So, I wrote this post about Cutting Out Cravings. I have to confess, it isn’t going quite as well as I had hoped. Sigh….
It started awesome. For a couple of days, just having the little mantra in my head of “whether you give in to them, or whether you don’t, cravings go away” helped incredibly. I ate well and felt really good.
Then I got mad. Not at cravings or anything to do with food – it was just one of the moments where something ticked me off. And at my office one of my coworkers had put out a whole bowl of mini Snickers bars. We see where this is going, right? I had successfully avoided those little tasty bricks of worthless calories for a couple of days, but when my temper went up, my willpower went down.
A day or two later, Julian and I celebrated our anniversary and went out for a wonderful dinner. I deliberately decided to just enjoy myself and not worry about calorie tracking or any of that – after all, it was a special occasion. But between the day of the baby Snickers binge and evening of elegant dinner… it was like a floodgate opened up. Most of last week I was like: Mantra? What mantra?
And sweets, good night have I been craving sweets! Ack! I’ve been wanting more sugary confectionaries than I ever remember craving – even at my heaviest. I’ve been trying to do a little mental therapy and ask myself what I am thinking about when I am craving this junk and trying to figure out where I am emotionally. My body responds with: we are thinking about chocolate chip cookies and we are feeling like getting some right now! What do you think, idiot?!?!
Um… yeah. I spent last weekend up at my cabin and was hoping to reset and get back to firm footing. There are pros and cons to this. On the pro side, the cabin is fairly isolated, and once I’m there, I rarely feel like leaving. So, the only food I have with me is either what I keep there or what I bring up. It’s a good place to be very deliberate about food. On the con side, the cabin has always been a place of complete relaxation. It’s where I take all the restraints and bindings of daily life off and just be. This means I have a rather nicely stocked little bar up there and I always have some kind of chocolate snacks about. Evenings looking out over the lake with glass of wine in hand and a bite of dark chocolate in the other… heaven.
The first night up at the cabin didn’t go particularly well. I think I had some pent-up steam to blow off, but the next two days were much better. All the time outdoors and on the lake made a big difference to how I felt. I started feeling stronger, and my reserves of energy and willpower (and just good old-fashioned sleep) were growing.
Then came Monday.
Everything went right out the window… again. I found myself angry, frustrated, punchy, and giving into almost every craving that even slightly whispered my name. Ridiculous. There was no obvious reason for any of it – not the moodiness nor the lack of willpower. I did do one thing though. I decided not to go to the local sweet shop and go crazy over their chocolate covered graham crackers, (don’t get me started, I love those things,) and instead, drove over to a local butcher shop. I picked up some beef jerky, some cheese and a bit of lunch meat. While perhaps not perfect food, it was something that felt like an indulgence and filled me up so fast I couldn’t even pretend I was hungry.

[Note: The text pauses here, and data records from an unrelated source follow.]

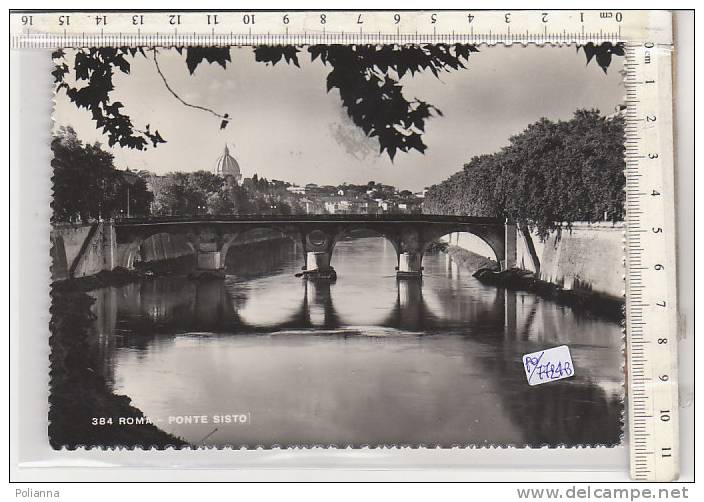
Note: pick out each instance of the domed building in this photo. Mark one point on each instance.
(227, 166)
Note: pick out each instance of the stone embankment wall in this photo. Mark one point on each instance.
(80, 250)
(589, 257)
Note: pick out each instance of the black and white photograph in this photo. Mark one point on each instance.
(338, 245)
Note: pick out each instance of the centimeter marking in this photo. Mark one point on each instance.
(650, 263)
(651, 338)
(34, 29)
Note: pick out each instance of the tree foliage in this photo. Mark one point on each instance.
(86, 184)
(367, 77)
(553, 173)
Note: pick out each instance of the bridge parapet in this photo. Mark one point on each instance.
(410, 234)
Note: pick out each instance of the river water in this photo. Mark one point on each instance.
(367, 360)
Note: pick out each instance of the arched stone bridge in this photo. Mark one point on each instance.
(410, 234)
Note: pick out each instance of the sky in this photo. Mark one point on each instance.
(286, 126)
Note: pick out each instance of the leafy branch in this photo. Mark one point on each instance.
(367, 77)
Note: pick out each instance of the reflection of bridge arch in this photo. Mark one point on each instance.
(496, 246)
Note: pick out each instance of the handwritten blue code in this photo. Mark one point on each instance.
(548, 365)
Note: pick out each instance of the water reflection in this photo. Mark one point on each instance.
(365, 360)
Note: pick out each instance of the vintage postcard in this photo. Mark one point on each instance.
(338, 245)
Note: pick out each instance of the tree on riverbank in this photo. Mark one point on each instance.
(86, 184)
(551, 174)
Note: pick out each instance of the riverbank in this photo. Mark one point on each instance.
(524, 280)
(83, 411)
(487, 272)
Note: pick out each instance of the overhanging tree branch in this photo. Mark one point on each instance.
(225, 117)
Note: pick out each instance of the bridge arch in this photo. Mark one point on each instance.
(355, 231)
(493, 240)
(254, 236)
(156, 246)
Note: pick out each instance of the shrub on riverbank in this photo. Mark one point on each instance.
(524, 280)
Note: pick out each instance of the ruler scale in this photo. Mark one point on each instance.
(651, 267)
(651, 340)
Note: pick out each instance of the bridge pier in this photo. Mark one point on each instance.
(510, 245)
(318, 261)
(409, 265)
(208, 257)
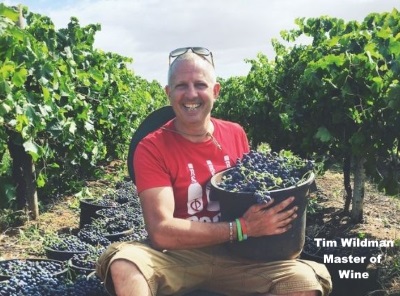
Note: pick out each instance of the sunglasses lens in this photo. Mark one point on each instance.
(201, 50)
(197, 50)
(178, 52)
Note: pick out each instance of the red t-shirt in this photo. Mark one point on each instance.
(165, 158)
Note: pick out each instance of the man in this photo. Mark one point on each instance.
(186, 250)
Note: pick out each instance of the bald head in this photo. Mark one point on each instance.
(202, 61)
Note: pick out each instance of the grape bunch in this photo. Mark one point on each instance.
(112, 225)
(46, 284)
(260, 173)
(105, 201)
(67, 242)
(93, 236)
(125, 192)
(34, 266)
(86, 260)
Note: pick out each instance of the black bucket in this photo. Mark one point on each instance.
(272, 247)
(88, 209)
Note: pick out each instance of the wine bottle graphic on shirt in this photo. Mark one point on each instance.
(213, 206)
(195, 193)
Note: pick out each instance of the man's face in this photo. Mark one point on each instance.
(192, 91)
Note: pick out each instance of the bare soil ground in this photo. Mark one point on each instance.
(381, 222)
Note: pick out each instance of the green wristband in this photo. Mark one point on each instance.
(239, 230)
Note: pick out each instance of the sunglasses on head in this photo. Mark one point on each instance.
(201, 51)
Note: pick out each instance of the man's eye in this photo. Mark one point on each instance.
(180, 86)
(201, 85)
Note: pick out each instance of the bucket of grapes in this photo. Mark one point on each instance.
(255, 179)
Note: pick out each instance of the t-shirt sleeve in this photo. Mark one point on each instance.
(149, 166)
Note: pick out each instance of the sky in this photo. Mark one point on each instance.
(234, 30)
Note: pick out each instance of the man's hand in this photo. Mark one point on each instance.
(269, 219)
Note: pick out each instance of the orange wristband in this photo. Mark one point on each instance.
(244, 228)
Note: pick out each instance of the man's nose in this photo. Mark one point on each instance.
(191, 91)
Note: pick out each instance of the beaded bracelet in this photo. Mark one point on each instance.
(239, 230)
(244, 228)
(231, 232)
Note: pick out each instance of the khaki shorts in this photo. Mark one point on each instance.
(180, 271)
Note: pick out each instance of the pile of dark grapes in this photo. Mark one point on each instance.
(87, 261)
(68, 243)
(46, 284)
(123, 213)
(260, 173)
(93, 236)
(35, 266)
(125, 192)
(113, 225)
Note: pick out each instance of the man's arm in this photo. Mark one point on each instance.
(167, 232)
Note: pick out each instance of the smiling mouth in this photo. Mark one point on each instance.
(191, 107)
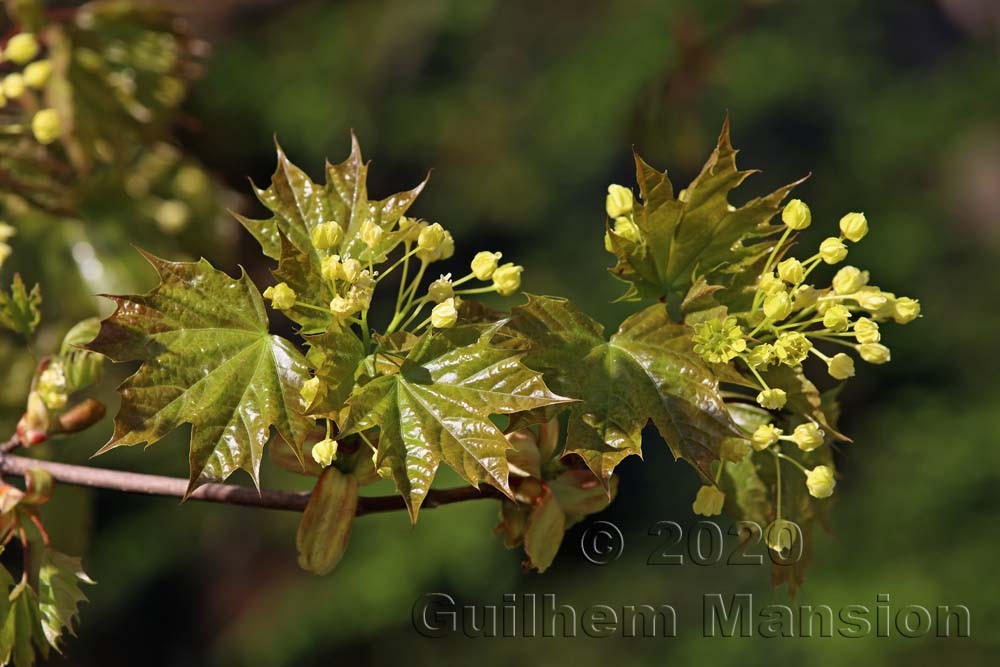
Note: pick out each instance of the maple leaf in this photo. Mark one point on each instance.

I think there are a few things going on. One is that I am not getting enough sleep. I did better at the cabin (thanks to some fabulous naps on the couch with my sleeping dog. Really, is there anything better?) but I haven’t been sleeping well at home. I know I feel better and have stronger reserves when I am well rested.
I’m also working on sticking to my eating guidelines. I don’t like the idea of “free days” but I do know that typically, I can eat more deliberately during the work week (when I have a set schedule) than I can during the weekends. So, for a couple of days this week, I am going to really stick to the way I like to eat. No outside snacking, no giving in to cravings. My house is stocked with great, delicious, healthy food right now, so I should be able to do this. I’m packing huge lunches with tons of snacks that fit the way I want to eat. I am not trying to deprive myself of food, just the sugar for a couple of days. My hope is it will let me reassess what’s going on, and help me build up my “Saying No” muscle over my “Giving In” muscle. I’m going to get more sleep, start repeating my mantra again, and see if some of these things make a difference.
I’m not beating myself up over this. I realize that I am only 3 months in on learning how to maintain my weight loss. I pretty much hit my goals in May, so I’ve got a lot of learning to do in how to keep them! I’ve noticed that flours of any kind are pretty much out of my diet now. I finished up what I had, and just haven’t been buying bread, pasta or even rice anymore. I haven’t even noticed it. I have it when I am out or on social occasions, but that is about it. I am hoping I can do the same with sugar – even though it is fighting me a lot more than flour ever did!